Como las naciones más poderosas no largan las patentes, ni las vacunas, ni guita, ni nada, los países como el nuestro no solo tienen que negociar cada jeringa, sino que después hay que rogarle a las personas que ayuden y no contagien. Es de locos. Uno lo piensa y no lo puede creer.
Mientras hay gente que hace más de un año vive guardada debajo de la cama sin ver a nadie y cuya salida más larga ha sido para ir al baño, otros parecen vivir de joda permanente, hacen fiestas, van a Cancún que está al horno y en donde en el hotel el que te hace el check-in es un virus con gorrito, claro, cuando vuelven –incluso si hubo que pagar para repatriarlos– contagian hasta al loro.
El mundo está muy loco.
Estamos frente a un virus que no solamente muta cuando se le canta, siempre para peor, sino que provoca una enfermedad de la cual todos los días aprendemos algo nuevo: un nuevo síntoma, un nuevo deterioro, una novedosa complicación. Una enfermedad sobre la que cada día se sabe algo distinto, lo que nos lleva a la certeza de que estamos frente a una malaria de la cual no sabemos nada.
Por eso pensamos que lo mínimo es tomárselo en serio. Que esta pandemia nos jode mucho, por supuesto, pero estar vivo y sano es siempre un poco mejor que estar muerto o enfermo, poco o mucho hoy… y no sabemos mañana.
Sin embargo multitudes enteras se lo toman a la chacota. No pueden ir a la cancha, van al hotel donde concentran los jugadores; no pueden ir al boliche, arman uno en la casa. Y después cuando los vemos en un hospital con tubos hasta en el tujes, susurran: «Te juro que jamás pensé que a mí me podía pasar».
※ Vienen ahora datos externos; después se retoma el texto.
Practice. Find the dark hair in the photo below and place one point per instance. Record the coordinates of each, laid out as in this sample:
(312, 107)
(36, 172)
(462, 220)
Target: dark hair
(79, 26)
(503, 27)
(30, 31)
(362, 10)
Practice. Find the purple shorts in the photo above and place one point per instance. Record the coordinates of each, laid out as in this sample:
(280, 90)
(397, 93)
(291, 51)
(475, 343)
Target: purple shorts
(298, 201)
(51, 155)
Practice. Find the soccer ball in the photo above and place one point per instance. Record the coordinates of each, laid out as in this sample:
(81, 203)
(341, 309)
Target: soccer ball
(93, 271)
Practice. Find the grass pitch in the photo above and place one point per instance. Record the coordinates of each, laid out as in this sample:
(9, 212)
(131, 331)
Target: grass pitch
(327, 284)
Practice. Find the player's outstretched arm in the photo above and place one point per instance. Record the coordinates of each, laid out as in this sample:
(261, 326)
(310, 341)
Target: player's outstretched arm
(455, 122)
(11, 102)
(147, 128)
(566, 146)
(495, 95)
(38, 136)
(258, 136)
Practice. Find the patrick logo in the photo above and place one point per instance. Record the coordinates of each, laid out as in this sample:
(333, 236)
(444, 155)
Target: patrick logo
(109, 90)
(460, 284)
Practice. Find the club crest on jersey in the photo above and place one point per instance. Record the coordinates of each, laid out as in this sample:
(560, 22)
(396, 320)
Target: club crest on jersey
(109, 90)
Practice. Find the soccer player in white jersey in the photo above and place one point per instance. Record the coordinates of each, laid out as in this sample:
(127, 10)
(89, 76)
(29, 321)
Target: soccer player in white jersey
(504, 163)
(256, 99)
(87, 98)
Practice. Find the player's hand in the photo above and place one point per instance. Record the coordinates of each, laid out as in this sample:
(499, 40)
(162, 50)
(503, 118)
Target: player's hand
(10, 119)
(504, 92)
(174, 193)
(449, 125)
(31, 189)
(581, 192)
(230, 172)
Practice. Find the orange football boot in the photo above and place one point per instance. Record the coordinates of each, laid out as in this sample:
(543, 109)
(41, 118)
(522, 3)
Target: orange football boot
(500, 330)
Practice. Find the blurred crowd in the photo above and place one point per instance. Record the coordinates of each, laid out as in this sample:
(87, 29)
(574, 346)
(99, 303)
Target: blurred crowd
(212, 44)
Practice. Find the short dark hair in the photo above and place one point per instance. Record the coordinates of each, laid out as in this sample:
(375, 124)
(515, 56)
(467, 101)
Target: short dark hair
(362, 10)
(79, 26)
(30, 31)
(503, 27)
Yo creo que son los menos los que piensan que no les podía pasar, porque la mayoría ni eso piensan. No piensan nada. O piensan que todo es una trampa de los Estados para esclavizarlos. Y estos negacionistas, que suelen ser violentos, que promueven el método Bolsonaro, están aquí, en Europa, en los Estados Unidos, en todas partes. Con una realidad social planetaria como esta, cada vez más fascista, les juro que hacer planes para el futuro es más difícil que bailar el tango con dos zapatos izquierdos.